"You can take the car out of the junkyard, but you can't take the junkyard out of the car," growls Trip Murphy (Matt Dillon), an arrogant stock-car racing champion whose supremacy has been seriously challenged by a souped-up 1963 Volkswagen Beetle and its plucky driver, Maggie Peyton (Lindsay Lohan). Trip, the designated villain in Herbie: Fully Loaded, eventually comes to believe that the upstart Beetle is demonically possessed. "It's alive!" he screams as men in white coats drag him into the back of an ambulance. But Trip isn't crazy.
Herbie: Fully Loaded, which opens nationwide today, is a perfectly silly movie for a silly season that in recent years has forgotten how to be this silly. Directed by Angela Robinson, this latest installment in the movie-television franchise about a tiny car named Herbie with a will of its own and the temperament of a rambunctious seven-year-old knows exactly what it is and what it isn't.
What it is is The Love Bug for the Nascar generation, with a charismatic teenage star at the wheel. This G-rated movie comfortably blends the cutesy mannerisms and well-scrubbed wholesomeness of that late-60's Disney hit with the vroom of today. Never for a moment, even during the racing sequences, does it pretend to be real.
What Herbie: Fully Loaded isn't is a movie to be taken seriously, unless you consider Lohan's Maggie, who defies her father, Ray Sr (Michael Keaton), to race Herbie, a feminist role model for tweener girls. In the original Love Bug, Herbie salvaged the career of a fading race-car driver, played by Dean Jones, by driving him to victory. In Fully Loaded, Maggie salvages Herbie from a junkyard with US$75 given to her as a college graduation present. Later, she saves him from destruction at a demolition derby, just as the battered little bug is about to be chewed up by a gargantuan truck with metal teeth.
As in so many Disney films, the signals are shrewdly mixed. Though Maggie triumphs in the ultramacho world of Nascar, her victory comes at a price. As the story begins, she arrives at her college graduation by skateboard at the last minute. The first person in a family of stock car racers to finish college, she is looking forward to moving to New York to work as an assistant at ESPN.
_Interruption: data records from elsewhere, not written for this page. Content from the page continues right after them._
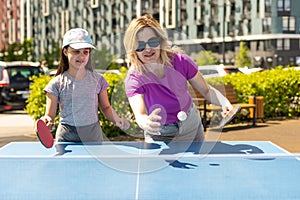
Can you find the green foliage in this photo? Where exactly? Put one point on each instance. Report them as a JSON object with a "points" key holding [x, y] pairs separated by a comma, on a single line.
{"points": [[206, 58], [118, 100], [242, 59], [280, 89], [102, 59], [52, 56]]}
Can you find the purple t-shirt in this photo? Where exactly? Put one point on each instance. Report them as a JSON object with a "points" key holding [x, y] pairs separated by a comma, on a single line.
{"points": [[169, 93]]}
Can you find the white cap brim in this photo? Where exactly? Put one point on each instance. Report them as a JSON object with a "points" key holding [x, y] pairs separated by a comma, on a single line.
{"points": [[82, 45]]}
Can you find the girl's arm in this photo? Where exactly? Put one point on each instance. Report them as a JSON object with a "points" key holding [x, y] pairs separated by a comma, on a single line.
{"points": [[110, 113], [51, 108]]}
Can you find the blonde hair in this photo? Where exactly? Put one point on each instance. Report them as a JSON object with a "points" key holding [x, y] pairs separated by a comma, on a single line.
{"points": [[130, 42]]}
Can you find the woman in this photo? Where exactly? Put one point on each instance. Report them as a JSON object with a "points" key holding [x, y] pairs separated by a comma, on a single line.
{"points": [[156, 85], [79, 92]]}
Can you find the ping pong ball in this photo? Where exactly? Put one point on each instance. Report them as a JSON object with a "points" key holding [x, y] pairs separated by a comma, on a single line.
{"points": [[181, 116]]}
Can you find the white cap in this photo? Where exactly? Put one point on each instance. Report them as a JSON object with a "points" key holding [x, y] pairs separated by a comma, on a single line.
{"points": [[78, 38]]}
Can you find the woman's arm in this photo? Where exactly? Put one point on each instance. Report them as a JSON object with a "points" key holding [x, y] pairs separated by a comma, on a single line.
{"points": [[110, 113]]}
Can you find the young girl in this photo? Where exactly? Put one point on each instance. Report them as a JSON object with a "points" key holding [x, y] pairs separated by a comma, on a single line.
{"points": [[78, 91]]}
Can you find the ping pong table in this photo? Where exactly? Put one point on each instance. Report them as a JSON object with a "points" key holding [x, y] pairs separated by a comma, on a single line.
{"points": [[137, 170]]}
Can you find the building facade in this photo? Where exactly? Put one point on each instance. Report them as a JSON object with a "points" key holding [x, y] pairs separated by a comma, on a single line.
{"points": [[270, 28]]}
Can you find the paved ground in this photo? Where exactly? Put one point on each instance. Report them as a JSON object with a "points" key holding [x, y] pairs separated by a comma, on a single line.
{"points": [[285, 133]]}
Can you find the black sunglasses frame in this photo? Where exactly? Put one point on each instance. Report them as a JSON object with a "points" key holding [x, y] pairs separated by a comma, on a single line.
{"points": [[152, 42]]}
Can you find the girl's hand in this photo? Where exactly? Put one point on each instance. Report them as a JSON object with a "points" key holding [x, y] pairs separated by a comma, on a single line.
{"points": [[123, 124], [151, 124]]}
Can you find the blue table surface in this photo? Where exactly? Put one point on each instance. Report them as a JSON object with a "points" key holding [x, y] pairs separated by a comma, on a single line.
{"points": [[136, 170]]}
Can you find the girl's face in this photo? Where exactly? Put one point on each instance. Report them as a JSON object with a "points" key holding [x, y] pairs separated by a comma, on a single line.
{"points": [[148, 47], [78, 58]]}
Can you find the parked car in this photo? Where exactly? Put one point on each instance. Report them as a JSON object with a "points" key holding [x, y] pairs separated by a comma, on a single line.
{"points": [[14, 83]]}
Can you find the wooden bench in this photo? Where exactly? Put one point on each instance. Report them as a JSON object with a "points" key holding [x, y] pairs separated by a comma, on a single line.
{"points": [[227, 90]]}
As in another Disney film released this year, Ice Princess, the heroine is forced to choose between short-term sports stardom and a long-term career investment that makes use of her education. (In Ice Princess the choice is between the rink and college.) It's not much of surprise that in an era in which everyone is supposedly entitled to his or her 15 minutes of fame, stardom wins.
It helps that Lohan, unlike the pallid Michelle Trachtenberg in Ice Princess, is a genuine star who combines a tomboyish spunk with a sexy, head-turning strut, executed with minimal self-consciousness. Likable but never saccharine, confident but not snooty, and endowed with the natural freckled-faced beauty of an 18-year-old Everywoman, Lohan seems completely at home on the screen.
If she were not its star, Herbie: Fully Loaded would have to rely on stock mechanical gimmickry for its appeal and on the reassuring but recycled image of a little car that can outrun the big guys. Herbie spits oil into the faces of his detractors and bops them with doors that suddenly swing open with alarming force. He bleats his horn in furious protest, flirts with his headlights and, to the sounds of Lionel Richie's Hello, nuzzles up to a sleek yellow sports car, bumper to bumper.
In one contest, he streaks to victory on a guardrail. In another, he makes a sudden leap to the sounds of Van Halen's Jump. If the movie is a big hit, it could signal the waning of the sport utility vehicle era; or not.
After some tension and misunderstanding, Lohan and Herbie eventually form a bond of trust. Once upon a time, it used to be a girl and her horse. Now it's a girl and the car that drives her.